One of my biggest personal pop-culture secrets is that I was never able to fully love the Harry Potter franchise. “It’s good,” I’d tell a select number of my closest friends. “But it’s no Matilda.”
Roald Dahl’s Matilda — now there’s a heroine. She’s able to overcome a troubled childhood with unloving caregivers, she’s got super powers, but she’s also super book smart and can out-read any of her peers. She’s basically Harry and Hermione rolled into one, with a lot less whining.
This month, the five-year-old made the leap from page to stage in Matilda: The Musical — with the help of a couple of locals.
I had the pleasure of interviewing Armonk’s Jed Canaan, who, with his wife, Bronna, was a producer on the show. Canaan told me they got involved as soon as they heard there was a Matilda musical coming to London — before it earned more Olivier awards than any single show in England — just because, like me, he was a fan of the book.
He’s not the only one from our area involved with the show. Sophia Gennusa of Harrison is one of the four girls rotating through the cast of Matilda. In fact, she got to play the part on opening night, having her name pulled out of Mr.

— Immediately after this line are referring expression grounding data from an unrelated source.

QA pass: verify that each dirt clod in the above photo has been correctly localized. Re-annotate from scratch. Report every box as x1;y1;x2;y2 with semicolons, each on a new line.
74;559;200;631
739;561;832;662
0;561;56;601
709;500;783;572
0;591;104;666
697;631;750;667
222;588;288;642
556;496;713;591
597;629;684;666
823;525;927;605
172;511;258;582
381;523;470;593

Wormwood’s hat in a random drawing.
The show opened on April 11. What did critics have to say?
“‘Matilda the Musical,’ the London import that opened on Thursday night, is the most satisfying and subversive musical ever to come out of Britain… As directed by Matthew Warchus, with a bright, efficient book by Dennis Kelly and addictive songs by Tim Minchin, ‘Matilda’ is as much an edge-of-the-seats nail biter as a season-finale episode of ‘Homeland.’ Above all it’s an exhilarating tale of empowerment, as told from the perspective of the most powerless group of all.” — Ben Brantley, The New York Times
“In opening up the story for the stage, and lightening it for children who may not be as experienced with psychological fiction as Matilda herself is, the book writer, Dennis Kelly, has made myriad changes that flatten the book’s oddness.” — Jesse Green, Vulture
“The English hit ‘Matilda,’ which opened Thursday at Shubert Theatre, is a witty musical adaptation of the beloved novel by Roald Dahl and is true to his bleak vision of childhood as a savage battleground. The musical arrives in New York with plenty of hype and awards, and it mostly delivers a thrilling blast of nasty fun, even if it’s a bit swollen and in need of some fine-tuning.” — Mark Kennedy, Associated Press
You can see a preview of the show here:
Hopefully, it’ll get more kids picking up the book, so I can get more numbers on my side of the Harry vs. Matilda debate.